Experts say many survivors are haunted by guilt over having lived while others died, or because they were unable to save loved ones -- feelings of complex grief that they say can spiral into chronic depression.
"Not so many people think of killing themselves shortly after such a massive disaster, because they feel grateful to have survived," said Hisao Sato, head of Kumo No Ito, a suicide prevention and counselling group.
"But as time goes by, people start to consider suicide as they face the reality, lose momentum and feel tired and discarded, while support from the outside diminishes. You can't live on hope alone."
Sato, who fears suicide rates will rise, has been trying to help with monthly visits to counsel survivors in the tsunami-hit city of Kamaishi.
Japan's government has said it is considering providing mental health care for victims who may be isolated in temporary housing and shelters.

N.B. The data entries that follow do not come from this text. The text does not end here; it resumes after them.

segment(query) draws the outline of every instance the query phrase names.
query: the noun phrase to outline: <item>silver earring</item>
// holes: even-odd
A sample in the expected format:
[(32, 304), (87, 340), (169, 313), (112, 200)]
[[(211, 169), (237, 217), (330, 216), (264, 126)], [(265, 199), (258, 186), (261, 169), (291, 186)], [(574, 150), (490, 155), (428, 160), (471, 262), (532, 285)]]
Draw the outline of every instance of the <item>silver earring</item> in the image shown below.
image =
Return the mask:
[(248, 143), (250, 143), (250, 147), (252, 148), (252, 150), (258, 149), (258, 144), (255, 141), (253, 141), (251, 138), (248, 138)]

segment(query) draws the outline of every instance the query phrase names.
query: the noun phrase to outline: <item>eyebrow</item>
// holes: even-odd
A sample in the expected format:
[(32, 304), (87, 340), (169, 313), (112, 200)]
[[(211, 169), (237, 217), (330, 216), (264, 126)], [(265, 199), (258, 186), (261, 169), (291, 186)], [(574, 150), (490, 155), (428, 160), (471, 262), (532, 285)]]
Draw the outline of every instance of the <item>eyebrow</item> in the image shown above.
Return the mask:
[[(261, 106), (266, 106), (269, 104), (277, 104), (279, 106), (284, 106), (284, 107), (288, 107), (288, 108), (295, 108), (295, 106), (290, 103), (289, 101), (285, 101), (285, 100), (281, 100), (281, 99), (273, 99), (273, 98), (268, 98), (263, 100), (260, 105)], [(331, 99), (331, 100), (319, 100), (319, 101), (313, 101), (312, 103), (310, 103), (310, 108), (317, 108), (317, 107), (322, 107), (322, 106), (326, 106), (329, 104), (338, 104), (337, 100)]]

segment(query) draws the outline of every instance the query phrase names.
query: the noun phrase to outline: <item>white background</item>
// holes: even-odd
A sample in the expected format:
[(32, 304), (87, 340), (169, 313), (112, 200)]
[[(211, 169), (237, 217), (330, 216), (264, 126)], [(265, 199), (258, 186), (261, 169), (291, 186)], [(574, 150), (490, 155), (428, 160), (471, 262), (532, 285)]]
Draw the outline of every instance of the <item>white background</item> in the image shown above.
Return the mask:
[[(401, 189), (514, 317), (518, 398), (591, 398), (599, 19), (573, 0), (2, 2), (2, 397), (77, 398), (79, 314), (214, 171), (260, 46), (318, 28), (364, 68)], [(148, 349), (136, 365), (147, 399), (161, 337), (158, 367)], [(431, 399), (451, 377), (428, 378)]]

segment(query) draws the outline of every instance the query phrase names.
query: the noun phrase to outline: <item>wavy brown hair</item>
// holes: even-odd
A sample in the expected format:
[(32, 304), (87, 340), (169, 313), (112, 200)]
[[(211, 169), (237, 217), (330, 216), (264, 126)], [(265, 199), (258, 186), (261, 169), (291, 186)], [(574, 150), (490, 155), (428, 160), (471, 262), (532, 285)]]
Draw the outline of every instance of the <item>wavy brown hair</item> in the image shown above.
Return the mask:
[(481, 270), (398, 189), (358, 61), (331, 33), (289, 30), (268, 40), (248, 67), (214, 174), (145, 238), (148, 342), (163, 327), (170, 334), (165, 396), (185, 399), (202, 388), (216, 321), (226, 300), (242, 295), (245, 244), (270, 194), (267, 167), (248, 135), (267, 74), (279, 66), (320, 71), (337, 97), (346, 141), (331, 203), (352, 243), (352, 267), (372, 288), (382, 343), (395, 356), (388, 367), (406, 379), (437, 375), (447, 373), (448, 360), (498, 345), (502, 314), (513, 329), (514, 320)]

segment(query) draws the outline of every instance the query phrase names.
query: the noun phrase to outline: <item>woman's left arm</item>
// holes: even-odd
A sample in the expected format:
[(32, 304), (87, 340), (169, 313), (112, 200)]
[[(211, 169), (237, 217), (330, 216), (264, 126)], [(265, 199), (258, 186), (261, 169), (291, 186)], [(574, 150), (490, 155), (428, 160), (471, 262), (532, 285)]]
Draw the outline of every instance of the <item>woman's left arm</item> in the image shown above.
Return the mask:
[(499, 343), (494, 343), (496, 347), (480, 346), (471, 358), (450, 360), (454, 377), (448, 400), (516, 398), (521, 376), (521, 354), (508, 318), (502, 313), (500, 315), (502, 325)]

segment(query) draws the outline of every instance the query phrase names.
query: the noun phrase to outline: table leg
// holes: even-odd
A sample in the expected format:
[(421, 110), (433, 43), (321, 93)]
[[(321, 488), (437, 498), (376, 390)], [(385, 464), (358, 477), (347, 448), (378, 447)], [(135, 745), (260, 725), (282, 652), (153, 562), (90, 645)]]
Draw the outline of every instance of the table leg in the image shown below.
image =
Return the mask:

But psychiatrists warn that such programmes alone won't be effective unless victims are also given comprehensive and practical support, including financial aid and help with finding new jobs and homes.
"Suicides do not decline only with mental health support," said Shinji Yukita, a psychiatrist and deputy director of the Saitama Cooperative Hospital in a neighbourhood north of Tokyo that is home to many evacuees.
"Mental care can work when victims already have fundamental life support and physical medical care," Yukita said.
Toshihiro Fujiwara, an official of the Iwate Suicide Prevention Centre, agrees: "This disaster was too big to be handled with ordinary support. We have to back victims in a multi-layered, comprehensive way."
One of the survivors, Tsukasa Kanno, 59, says the toll of the disaster has weighed heavily on his town, Kamaishi, where more than 1,200 people were reported dead or missing near the coast.
"I lost my house and my shops, but I was happy because all my family members survived," Kanno said. "But we have gradually started thinking about what's going to happen to us. I have felt burnt out, I couldn't see the future."
Kanno said that, most worryingly, a gulf has opened between some people in the town who lost everything, and others whose lives and homes were spared.
"It's as if heaven and hell exist in the same community."